As progressive, practising Catholics, we stand in church to individually and collectively affirm belief in the Gospel (God’s Word) – and also stand again at The Creed, affirming belief in the teaching of ‘The Holy Catholic Church’. Jesus taught an unconditional love for truth. ‘Let what you say be simply Yes or No’.

Without being hypocritical can I publicly pass myself off as a practising Catholic, while also regarding myself as a ‘regressive’ Catholic, who sometimes secretly votes against God’s Word, and the teachings of His Church?

Two other thoughts: Since 1967, more than 8,000,000 babies have been deliberately aborted, in UK’s National Health hospitals. Many UK people voted for Brexit, ‘because migrants are taking our jobs’. Is the continuing high abortion rate contributing to the need for migrant workers? In both Ireland and the UK, it is a criminal offence to remove an egg from a wild bird’s nest.
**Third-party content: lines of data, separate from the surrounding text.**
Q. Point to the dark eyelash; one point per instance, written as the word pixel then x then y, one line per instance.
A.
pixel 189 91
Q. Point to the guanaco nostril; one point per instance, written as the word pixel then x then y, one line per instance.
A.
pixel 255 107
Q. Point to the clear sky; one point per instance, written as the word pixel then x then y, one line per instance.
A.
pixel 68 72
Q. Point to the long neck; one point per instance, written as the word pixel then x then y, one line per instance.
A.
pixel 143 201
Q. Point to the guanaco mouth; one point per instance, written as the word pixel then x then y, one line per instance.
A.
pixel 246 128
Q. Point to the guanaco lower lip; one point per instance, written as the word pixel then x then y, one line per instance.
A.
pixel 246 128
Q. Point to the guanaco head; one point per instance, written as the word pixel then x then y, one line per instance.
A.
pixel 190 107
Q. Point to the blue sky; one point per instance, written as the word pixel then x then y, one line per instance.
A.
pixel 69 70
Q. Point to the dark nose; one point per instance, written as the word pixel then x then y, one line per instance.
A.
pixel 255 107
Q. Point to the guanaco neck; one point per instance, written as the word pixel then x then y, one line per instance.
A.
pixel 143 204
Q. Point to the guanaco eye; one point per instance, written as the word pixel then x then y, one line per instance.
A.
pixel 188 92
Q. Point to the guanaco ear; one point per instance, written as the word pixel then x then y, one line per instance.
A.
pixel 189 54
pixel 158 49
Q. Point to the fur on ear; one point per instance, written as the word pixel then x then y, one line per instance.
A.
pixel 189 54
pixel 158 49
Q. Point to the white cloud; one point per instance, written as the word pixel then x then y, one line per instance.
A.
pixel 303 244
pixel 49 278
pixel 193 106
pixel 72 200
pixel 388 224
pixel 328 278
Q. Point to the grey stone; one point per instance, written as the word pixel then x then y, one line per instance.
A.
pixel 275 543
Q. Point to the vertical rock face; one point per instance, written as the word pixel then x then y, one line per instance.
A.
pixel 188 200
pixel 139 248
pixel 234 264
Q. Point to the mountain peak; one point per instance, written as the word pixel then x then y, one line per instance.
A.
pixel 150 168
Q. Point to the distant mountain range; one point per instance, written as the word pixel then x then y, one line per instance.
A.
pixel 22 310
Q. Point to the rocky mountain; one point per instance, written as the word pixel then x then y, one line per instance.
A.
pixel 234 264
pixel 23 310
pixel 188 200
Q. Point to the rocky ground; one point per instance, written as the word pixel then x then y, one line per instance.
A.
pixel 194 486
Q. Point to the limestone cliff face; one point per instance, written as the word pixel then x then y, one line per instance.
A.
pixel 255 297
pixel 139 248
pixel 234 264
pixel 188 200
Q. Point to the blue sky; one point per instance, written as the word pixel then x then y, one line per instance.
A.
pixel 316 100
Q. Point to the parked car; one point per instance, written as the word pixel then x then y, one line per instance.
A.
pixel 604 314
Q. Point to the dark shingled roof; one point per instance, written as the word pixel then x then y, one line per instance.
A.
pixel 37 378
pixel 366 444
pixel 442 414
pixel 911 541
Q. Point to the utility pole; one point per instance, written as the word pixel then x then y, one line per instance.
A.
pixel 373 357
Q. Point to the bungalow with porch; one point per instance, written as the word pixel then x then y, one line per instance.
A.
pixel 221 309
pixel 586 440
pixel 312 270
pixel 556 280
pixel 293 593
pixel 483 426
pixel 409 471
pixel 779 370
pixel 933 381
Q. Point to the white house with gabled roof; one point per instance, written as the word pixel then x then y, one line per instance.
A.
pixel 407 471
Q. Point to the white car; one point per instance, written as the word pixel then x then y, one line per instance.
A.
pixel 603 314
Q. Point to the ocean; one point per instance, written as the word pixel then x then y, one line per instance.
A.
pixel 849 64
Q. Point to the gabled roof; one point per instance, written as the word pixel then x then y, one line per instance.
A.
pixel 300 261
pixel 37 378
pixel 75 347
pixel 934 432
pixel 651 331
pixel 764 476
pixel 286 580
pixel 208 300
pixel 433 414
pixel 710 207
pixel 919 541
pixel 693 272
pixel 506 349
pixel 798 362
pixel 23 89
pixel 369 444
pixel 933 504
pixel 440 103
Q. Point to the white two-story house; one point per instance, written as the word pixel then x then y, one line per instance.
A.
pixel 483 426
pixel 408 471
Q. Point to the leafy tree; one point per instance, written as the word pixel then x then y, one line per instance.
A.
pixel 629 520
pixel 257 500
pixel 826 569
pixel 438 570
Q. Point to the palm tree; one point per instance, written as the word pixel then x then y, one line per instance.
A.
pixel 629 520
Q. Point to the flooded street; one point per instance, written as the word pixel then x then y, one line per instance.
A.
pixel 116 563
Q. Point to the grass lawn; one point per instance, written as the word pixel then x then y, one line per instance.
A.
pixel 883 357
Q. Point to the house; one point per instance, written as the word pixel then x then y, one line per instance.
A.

Should a bird’s egg, have more protection than a human baby in its mother’s womb?

BRIAN ROONEY


Downpatrick, Co Down

Change of mindset needed at NICS

Most technicians and engineers, finding themselves stymied by an obstacle blocking their progress, would find a workaround to get the job done.

It’s a state of mind that could help the Northern Ireland Civil Service (NICS) deliver projects currently stymied by the lack of an executive and Northern Ireland Assembly.

If the NICS are not able to complete projects such as Arc21 themselves then maybe they should hand these projects off to existing agencies in NI or Great Britain, or create special vehicles capable of delivering these.

And surely there are enough third sector bodies (‘Third sector leaders demand “alternative decision-making”, July 30) set up by the NICS with the wherewithal to do so?

My guess is that there already exist standalone government agencies or mutuals in NI that could deliver most of these projects through to completion.